Le septième art se termine également à Llanes. Certains des meilleurs cinéastes ont tourné sur ce genre de décor naturel. Les paysages calcaires, responsables de beaux accidents tels que Gulpiyuri (une plage intérieure à 100 mètres de la côte), une architecture impeccable (l'église de Santa María del Concejo est presque le seul exemple de gothique dans les Asturies), et les services qui prêtent la villa , transformez-le en un studio de cinéma désirable. José Luis Garci, Juan Antonio Bayona, Victor Erice, Vicente Aranda et Gonzalo Suárez –résident temporaire et bien-aimé de la ville– ont tourné dans quelque 25 lieux de Llanes.

Plage de Ballota depuis le Mirador de la Boriza

Plage de Ballota depuis le belvédère de Boriza (Llanes)

La route maritime se termine au village de La Salgar, où un autre réalisateur nous attend. Dans ce cas, le démiurge de la cuisine asturienne et digne de deux étoiles Michelin. Nacho Manzano surprend avec un geste qui rappelle le meilleur chef du monde. Il s'enthousiasme pour l'un de ses plats signature, des œufs brouillés à l'oignon et au fromage sur un gâteau de maïs. « Les Asturies ont été pionnières dans l'utilisation du maïs que les Indiens importaient d'Amérique. Je me souviens de ma mère préparant les gâteaux ici, anciennement Casa Herminia. C'est une saveur étroitement liée à l'enfance des Asturiens ». Sa cuisine utilise également des techniques venues d'autres latitudes : « Du Japon, j'aime leurs saveurs croquantes et sans matières grasses ; Le ceviche péruvien est une technique de conservation exquise, cousine de la marinade. Au final, les cuisines ont plus en commun qu'on ne le pense ».

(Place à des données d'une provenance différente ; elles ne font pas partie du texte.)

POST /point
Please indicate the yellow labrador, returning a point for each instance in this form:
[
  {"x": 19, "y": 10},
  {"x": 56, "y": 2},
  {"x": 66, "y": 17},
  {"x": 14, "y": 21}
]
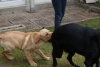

« Je suis connu pour dix plats, c'est important. C'est ma marque de fabrique », conclut le chef. La lucidité de Manzano confirme mes soupçons. Peut-être que la marque de fabrique de la côte asturienne se traduit par l'esprit singulier de sa mer Cantabrique. Celui-là même qui a forgé son esprit fougueux, essentiellement doux et sans artifice. Maintenant, si les Asturies regardent le ciel depuis les Pics d'Europe, à quoi ressemble-t-elle depuis sa mer Cantabrique ? Les vers d'Emilio Pola donnent une idée :

Au loin, vous pouvez voir la Cantabrie

les grosses aiguilles qui couronnent

blanc bleuâtre; ils sont tellement excellents

que le cœur, en les contemplant, souffre.